Tuesday, September 21, 2010;
Spongebob never fails to make me smile :)
Five groups of people who mean a lot
>Parents
>Bestest Best Friend aka My Arab Brother, Hanan
>Girlfriends, Ling and Ting
>Good and trusted friends :)
>Rest of the family, minus the paternals
"Mathematics may not teach us how to inhale oxygen and exhale carbon dioxide, or to love a friend and forgive an enemy. But it gives us every reason to hope that every problem has a solution"
-But what if I can't even solve a Math problem? Does that mean that I'm doomed for failure in life?
Today has got to be the most depressing day of my life. Got back Maths P1 results and it's shitty, I failed, with a U grade.. And the reason why I am utmost upset this time round is due to the fact that I actually tried really hard for it.. And we're so close to A levels already yet I'm still performing like this.. I can still pass Maths overall but that would mean that I have to score a lot better for P2.. Like Mrs Koh once said, I'm neither here nor there.. Not a failure nor an outstanding student so the teachers won't pay much attention to me so all I need to do is to practice more on my own.. True, but when I get such a result, damn, mood gone.. Weather's not helping either.. What is wrong with the weather these days? It's either too extremely warm or humid.. Eitherways, doesnt help..
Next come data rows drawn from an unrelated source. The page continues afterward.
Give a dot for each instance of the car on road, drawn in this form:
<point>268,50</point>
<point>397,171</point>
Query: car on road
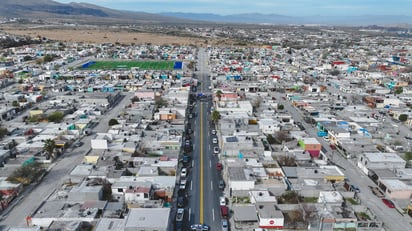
<point>225,225</point>
<point>355,188</point>
<point>182,184</point>
<point>186,160</point>
<point>221,185</point>
<point>219,166</point>
<point>179,215</point>
<point>180,201</point>
<point>222,201</point>
<point>183,172</point>
<point>78,144</point>
<point>388,203</point>
<point>199,227</point>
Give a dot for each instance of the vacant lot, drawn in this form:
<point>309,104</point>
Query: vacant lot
<point>145,65</point>
<point>104,36</point>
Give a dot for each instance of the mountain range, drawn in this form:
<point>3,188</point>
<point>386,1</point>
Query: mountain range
<point>84,12</point>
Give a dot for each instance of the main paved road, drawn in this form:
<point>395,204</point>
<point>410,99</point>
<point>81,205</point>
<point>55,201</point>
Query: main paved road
<point>28,202</point>
<point>392,219</point>
<point>204,192</point>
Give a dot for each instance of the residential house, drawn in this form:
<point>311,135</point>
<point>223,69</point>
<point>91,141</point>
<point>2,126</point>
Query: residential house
<point>378,160</point>
<point>149,219</point>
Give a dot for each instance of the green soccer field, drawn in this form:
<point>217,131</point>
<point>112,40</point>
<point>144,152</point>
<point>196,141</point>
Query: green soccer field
<point>143,65</point>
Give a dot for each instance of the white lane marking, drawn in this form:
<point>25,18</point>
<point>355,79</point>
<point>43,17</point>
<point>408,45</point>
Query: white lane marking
<point>189,213</point>
<point>213,214</point>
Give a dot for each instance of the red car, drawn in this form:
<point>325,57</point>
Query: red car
<point>388,203</point>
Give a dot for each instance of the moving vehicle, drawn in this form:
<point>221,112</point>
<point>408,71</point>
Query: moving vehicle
<point>219,166</point>
<point>225,225</point>
<point>224,211</point>
<point>222,201</point>
<point>199,227</point>
<point>181,201</point>
<point>221,185</point>
<point>183,173</point>
<point>182,184</point>
<point>388,203</point>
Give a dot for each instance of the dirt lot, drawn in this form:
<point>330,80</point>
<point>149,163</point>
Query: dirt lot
<point>104,36</point>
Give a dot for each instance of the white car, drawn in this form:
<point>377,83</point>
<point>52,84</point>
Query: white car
<point>183,172</point>
<point>222,201</point>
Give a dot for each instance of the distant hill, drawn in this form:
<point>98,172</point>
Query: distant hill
<point>256,18</point>
<point>84,12</point>
<point>48,9</point>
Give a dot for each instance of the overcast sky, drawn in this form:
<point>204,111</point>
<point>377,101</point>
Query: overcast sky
<point>282,7</point>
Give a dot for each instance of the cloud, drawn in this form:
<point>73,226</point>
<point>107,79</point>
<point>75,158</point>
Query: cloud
<point>288,7</point>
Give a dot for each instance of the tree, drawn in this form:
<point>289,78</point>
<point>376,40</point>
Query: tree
<point>15,103</point>
<point>160,102</point>
<point>3,132</point>
<point>49,146</point>
<point>113,122</point>
<point>48,58</point>
<point>56,117</point>
<point>215,116</point>
<point>219,94</point>
<point>403,117</point>
<point>398,90</point>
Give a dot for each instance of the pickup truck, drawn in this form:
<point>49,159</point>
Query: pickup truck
<point>376,191</point>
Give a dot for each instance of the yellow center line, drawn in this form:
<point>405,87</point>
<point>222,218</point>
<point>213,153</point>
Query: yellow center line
<point>201,164</point>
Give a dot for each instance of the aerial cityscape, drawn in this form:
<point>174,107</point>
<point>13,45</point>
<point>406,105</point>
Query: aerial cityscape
<point>119,119</point>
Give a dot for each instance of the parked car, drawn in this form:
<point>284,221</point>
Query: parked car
<point>219,166</point>
<point>186,160</point>
<point>225,225</point>
<point>182,184</point>
<point>199,227</point>
<point>180,201</point>
<point>355,188</point>
<point>183,172</point>
<point>179,215</point>
<point>224,211</point>
<point>221,185</point>
<point>388,203</point>
<point>222,201</point>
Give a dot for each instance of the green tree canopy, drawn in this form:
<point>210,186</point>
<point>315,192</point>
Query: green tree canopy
<point>49,146</point>
<point>215,116</point>
<point>113,122</point>
<point>56,117</point>
<point>403,117</point>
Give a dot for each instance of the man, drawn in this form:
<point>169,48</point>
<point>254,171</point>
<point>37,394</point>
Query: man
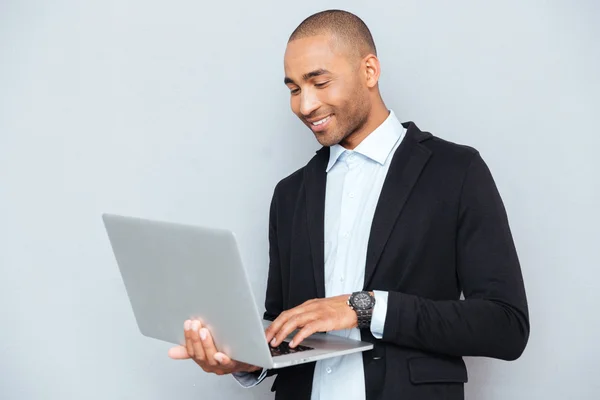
<point>388,213</point>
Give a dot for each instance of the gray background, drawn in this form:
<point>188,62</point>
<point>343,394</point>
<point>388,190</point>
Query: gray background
<point>176,110</point>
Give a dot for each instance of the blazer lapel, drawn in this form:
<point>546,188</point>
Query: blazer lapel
<point>316,179</point>
<point>407,164</point>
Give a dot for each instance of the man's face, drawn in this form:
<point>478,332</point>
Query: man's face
<point>327,87</point>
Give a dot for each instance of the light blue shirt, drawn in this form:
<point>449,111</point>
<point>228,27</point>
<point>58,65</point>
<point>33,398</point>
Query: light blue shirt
<point>354,181</point>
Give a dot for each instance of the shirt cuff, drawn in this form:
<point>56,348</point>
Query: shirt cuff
<point>249,379</point>
<point>379,313</point>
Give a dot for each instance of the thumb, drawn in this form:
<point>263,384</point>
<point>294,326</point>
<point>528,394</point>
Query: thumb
<point>178,353</point>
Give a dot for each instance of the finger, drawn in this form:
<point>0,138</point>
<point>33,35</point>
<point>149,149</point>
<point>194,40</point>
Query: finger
<point>198,348</point>
<point>297,321</point>
<point>187,326</point>
<point>224,361</point>
<point>281,320</point>
<point>209,347</point>
<point>179,353</point>
<point>305,332</point>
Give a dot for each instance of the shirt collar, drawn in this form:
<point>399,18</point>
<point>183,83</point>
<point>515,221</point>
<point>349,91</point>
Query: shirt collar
<point>377,145</point>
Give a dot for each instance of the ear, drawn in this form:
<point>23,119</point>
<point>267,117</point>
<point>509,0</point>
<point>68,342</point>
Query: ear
<point>372,69</point>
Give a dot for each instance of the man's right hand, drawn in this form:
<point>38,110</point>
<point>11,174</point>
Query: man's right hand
<point>200,347</point>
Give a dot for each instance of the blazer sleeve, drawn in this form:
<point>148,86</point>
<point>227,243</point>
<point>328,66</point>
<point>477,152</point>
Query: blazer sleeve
<point>274,293</point>
<point>492,320</point>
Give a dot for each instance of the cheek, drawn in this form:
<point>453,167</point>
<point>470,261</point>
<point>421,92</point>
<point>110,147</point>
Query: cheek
<point>295,104</point>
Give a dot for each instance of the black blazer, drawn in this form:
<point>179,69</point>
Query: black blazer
<point>440,228</point>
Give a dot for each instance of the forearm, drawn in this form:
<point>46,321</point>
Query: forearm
<point>472,327</point>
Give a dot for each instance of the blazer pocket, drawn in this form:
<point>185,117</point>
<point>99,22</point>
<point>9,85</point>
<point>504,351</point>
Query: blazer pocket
<point>437,370</point>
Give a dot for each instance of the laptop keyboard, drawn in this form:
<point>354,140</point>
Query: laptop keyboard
<point>284,348</point>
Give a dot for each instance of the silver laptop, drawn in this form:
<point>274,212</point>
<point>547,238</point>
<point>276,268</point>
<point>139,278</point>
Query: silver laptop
<point>173,272</point>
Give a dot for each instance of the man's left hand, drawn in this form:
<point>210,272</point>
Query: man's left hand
<point>317,315</point>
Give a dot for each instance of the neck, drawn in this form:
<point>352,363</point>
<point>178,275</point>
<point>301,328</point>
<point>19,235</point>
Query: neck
<point>378,115</point>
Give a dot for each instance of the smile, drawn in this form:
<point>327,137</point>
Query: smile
<point>322,121</point>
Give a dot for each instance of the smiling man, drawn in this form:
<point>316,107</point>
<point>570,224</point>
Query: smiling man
<point>376,238</point>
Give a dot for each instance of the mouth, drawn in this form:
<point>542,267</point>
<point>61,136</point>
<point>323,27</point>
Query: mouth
<point>321,124</point>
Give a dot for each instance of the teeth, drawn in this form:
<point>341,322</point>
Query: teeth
<point>321,121</point>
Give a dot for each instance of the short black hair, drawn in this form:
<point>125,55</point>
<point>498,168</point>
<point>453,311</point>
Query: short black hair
<point>344,25</point>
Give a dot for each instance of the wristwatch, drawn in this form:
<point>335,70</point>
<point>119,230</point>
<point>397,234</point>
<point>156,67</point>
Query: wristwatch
<point>362,303</point>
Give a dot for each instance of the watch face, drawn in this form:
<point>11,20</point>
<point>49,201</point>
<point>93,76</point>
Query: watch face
<point>362,301</point>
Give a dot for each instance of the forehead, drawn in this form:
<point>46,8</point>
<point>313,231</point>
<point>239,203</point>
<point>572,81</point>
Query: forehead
<point>312,53</point>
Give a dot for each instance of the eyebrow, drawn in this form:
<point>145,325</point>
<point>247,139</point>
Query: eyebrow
<point>307,76</point>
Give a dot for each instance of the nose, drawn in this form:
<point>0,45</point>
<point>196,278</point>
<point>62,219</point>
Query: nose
<point>308,102</point>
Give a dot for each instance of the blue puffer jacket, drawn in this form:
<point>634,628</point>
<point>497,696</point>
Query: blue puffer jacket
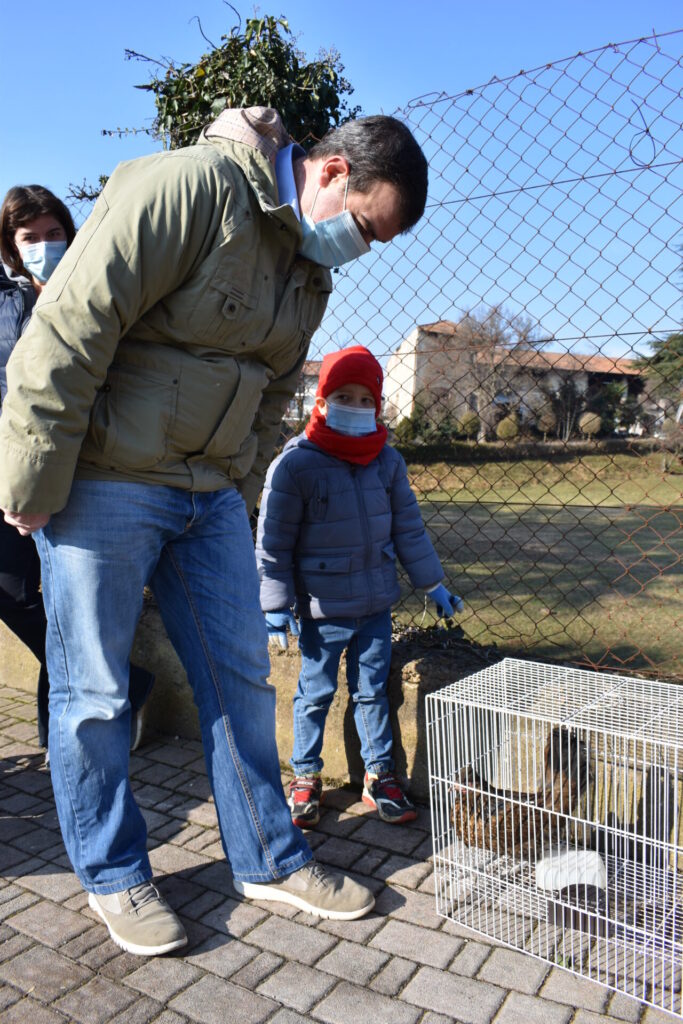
<point>329,534</point>
<point>16,302</point>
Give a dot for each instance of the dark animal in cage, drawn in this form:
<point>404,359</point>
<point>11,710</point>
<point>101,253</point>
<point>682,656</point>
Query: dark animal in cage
<point>518,823</point>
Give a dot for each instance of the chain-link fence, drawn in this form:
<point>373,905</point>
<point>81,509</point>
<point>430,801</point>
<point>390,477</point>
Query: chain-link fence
<point>529,329</point>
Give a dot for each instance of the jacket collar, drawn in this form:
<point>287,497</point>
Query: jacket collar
<point>253,137</point>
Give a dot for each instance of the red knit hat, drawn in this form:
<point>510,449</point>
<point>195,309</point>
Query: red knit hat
<point>350,366</point>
Bleargh, MOE should give me a PE test.. I think I'll do really well for it.. I just do better at picking up sports than my studies.. WTF is up with me? I have this sucky feeling that all my other subjects are gonna be the same.. Even Chem.. So what if I'm the most improved kid in class for Chem? I know that I screwed P2 up.. So I'm as good as dead.. Prolly just borderline passed it.. Besides, cohort remarks have been bad, really bad! *sighs*
Perhaps, I am as far a feeling beyond demoralised.